The Richest Man in Babylon is a financial advice book. This was published first in 1926. From that time a lot has changed, but the core financial tenets of this book still hold strong. However, a lot has changed in the ways of writing and information transfer too. This is where the book falls short.

There are some very valuable lessons here. The primary one being save at least 1/10th of what you earn no matter what. Rest of the book is a set of ground rules about how not to be stupid with your money. Then there is one thought-provoking quote,

That man who keepeth in his purse both gold and silver that he need not spend is good to his family and loyal to his king. “The man who hath but a few coppers in his purse is indifferent to his family and indifferent to his king. “But the man who hath naught in his purse is unkind to his family and is disloyal to his king, for his own heart is bitter."


This comes towards the end, coupled with another insight into repayment of debt. 20% of your income should be allocated to repayment of your debts and not much more. The point he makes twice is how an empty stomach loses sustainability. I liked how one of the protagonists limits his debt repayment outflow to 20% and justifies that, he also needs to feel happy and content with what he earns to continue doing the repayments regularly.

After reading this book I have started wondering if one should rate/recommend a book if its content has waned or better represented elsewhere. Do you still hold the book in high regard and apply to it the scales of the times when it was written? Or since you are reading it today, and applying what you gain from it in the society today, should they book strictly be valued for the current times? I don't have the answer to that, but this dilemma is here to stay for me.

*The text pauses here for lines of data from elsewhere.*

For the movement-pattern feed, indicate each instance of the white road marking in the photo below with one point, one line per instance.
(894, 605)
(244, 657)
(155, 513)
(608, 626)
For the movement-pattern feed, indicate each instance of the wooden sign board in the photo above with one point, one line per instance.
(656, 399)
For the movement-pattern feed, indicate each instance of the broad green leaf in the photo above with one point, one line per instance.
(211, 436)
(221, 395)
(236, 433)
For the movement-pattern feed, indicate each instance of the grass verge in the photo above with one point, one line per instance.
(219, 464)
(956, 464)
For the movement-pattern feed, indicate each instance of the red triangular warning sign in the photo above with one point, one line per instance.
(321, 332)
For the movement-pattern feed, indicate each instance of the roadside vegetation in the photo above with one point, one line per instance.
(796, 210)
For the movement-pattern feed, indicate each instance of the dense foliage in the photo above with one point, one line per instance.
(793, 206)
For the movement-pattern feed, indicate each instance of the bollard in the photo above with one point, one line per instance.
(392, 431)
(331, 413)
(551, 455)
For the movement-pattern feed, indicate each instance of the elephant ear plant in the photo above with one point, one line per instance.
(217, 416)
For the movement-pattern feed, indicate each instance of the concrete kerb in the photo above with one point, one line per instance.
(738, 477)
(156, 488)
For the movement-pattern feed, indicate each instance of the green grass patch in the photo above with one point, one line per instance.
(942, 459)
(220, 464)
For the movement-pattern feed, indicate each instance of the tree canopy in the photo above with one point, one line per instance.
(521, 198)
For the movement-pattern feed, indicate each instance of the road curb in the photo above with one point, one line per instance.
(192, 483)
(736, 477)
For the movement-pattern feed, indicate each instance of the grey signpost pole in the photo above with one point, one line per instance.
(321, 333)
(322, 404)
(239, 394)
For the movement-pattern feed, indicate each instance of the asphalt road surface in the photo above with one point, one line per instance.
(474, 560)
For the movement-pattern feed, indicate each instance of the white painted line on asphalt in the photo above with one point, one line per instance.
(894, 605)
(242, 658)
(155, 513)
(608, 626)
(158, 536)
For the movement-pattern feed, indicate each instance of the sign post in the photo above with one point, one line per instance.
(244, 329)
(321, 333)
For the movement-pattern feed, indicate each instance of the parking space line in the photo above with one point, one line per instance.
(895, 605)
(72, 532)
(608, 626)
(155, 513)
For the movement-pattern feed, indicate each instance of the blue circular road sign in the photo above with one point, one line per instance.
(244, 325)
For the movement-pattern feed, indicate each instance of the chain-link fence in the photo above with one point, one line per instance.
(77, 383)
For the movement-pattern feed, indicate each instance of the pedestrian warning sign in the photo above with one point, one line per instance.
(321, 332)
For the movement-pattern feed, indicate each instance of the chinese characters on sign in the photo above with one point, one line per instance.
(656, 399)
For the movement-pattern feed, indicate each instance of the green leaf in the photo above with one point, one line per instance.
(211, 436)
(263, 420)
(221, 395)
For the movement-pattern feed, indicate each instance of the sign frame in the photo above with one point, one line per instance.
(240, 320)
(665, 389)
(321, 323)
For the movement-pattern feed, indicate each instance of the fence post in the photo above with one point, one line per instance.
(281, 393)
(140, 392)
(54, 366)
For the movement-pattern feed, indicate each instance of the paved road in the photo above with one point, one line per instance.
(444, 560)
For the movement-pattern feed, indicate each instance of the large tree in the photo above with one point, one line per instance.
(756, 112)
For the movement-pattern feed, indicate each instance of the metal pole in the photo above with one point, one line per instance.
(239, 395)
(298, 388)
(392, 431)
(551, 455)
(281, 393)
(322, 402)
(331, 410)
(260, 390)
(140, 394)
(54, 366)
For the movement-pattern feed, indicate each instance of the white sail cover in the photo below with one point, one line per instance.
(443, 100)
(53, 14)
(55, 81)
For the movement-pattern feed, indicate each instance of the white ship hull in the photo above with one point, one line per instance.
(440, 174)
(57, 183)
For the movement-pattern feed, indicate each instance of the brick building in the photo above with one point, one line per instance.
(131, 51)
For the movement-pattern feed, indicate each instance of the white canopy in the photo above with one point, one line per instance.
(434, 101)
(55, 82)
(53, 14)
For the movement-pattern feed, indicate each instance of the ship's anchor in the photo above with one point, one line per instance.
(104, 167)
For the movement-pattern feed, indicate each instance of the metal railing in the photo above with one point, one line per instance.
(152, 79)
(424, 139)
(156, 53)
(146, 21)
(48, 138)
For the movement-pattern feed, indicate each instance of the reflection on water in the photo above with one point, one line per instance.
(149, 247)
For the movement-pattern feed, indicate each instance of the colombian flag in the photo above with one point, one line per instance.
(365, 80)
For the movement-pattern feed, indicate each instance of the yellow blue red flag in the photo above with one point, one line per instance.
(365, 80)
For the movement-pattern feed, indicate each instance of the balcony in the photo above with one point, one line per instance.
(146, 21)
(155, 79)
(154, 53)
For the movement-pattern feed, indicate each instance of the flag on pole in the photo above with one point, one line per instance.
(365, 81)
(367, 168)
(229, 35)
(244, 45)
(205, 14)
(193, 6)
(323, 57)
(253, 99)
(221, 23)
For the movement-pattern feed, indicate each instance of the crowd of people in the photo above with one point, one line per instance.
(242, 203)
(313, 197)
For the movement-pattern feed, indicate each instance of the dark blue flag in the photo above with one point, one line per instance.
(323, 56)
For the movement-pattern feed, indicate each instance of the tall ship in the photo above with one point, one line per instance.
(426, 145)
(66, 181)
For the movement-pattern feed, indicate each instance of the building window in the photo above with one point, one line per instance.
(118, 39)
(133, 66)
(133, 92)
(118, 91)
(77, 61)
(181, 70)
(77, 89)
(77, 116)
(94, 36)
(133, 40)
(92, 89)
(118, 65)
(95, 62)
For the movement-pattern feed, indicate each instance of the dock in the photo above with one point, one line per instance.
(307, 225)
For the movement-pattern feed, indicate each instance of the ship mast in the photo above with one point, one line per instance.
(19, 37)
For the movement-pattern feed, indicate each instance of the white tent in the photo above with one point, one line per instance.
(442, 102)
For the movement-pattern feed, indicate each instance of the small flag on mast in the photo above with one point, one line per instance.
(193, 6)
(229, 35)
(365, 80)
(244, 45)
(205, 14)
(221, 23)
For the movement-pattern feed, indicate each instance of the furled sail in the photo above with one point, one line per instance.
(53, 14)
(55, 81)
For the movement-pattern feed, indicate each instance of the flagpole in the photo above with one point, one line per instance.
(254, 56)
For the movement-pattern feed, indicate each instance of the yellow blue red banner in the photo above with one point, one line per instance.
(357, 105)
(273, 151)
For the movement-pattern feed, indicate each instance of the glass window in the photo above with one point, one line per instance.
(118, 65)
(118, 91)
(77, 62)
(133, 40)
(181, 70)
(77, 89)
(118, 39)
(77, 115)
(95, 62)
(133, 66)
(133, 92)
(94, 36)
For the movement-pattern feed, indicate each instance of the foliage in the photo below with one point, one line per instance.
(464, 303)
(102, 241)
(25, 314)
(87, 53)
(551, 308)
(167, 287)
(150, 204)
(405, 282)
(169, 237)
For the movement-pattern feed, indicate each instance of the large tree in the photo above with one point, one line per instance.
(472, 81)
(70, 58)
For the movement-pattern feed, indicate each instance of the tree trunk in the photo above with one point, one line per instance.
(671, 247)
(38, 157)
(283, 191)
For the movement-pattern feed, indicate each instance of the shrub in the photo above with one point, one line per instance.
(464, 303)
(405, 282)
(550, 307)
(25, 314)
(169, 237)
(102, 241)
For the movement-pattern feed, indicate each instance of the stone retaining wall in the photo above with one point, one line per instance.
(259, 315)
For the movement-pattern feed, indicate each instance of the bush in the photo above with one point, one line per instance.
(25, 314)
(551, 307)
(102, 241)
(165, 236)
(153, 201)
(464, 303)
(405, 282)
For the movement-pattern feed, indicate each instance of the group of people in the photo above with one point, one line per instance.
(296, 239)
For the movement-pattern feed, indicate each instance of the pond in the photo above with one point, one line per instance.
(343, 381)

If you feel this paragraph above, which is relevant considering I started thinking on those lines while reading this book, is a digression from a review, then this is what I continuously kept feeling when I was reading the book. Especially later chapters are verbose allegories written in archaic English for no discernable reason. dost, hast, thou are not the words often seen in a financial advisory. Not sure if these words were in vogue in 1926 when this book was first published, but in 2021, they make the prose much more opaque for no reason.

At ~90 pages, this is a quick read. Today, most of its core content can be well summarized in a blog post on a financial website. This book can still go through some serious editing to actually make it of a length of a blog post.

Overall, this is an okay read. If you read the first 3-4 paragraphs of this review, then you have pretty much covered the crux of the book.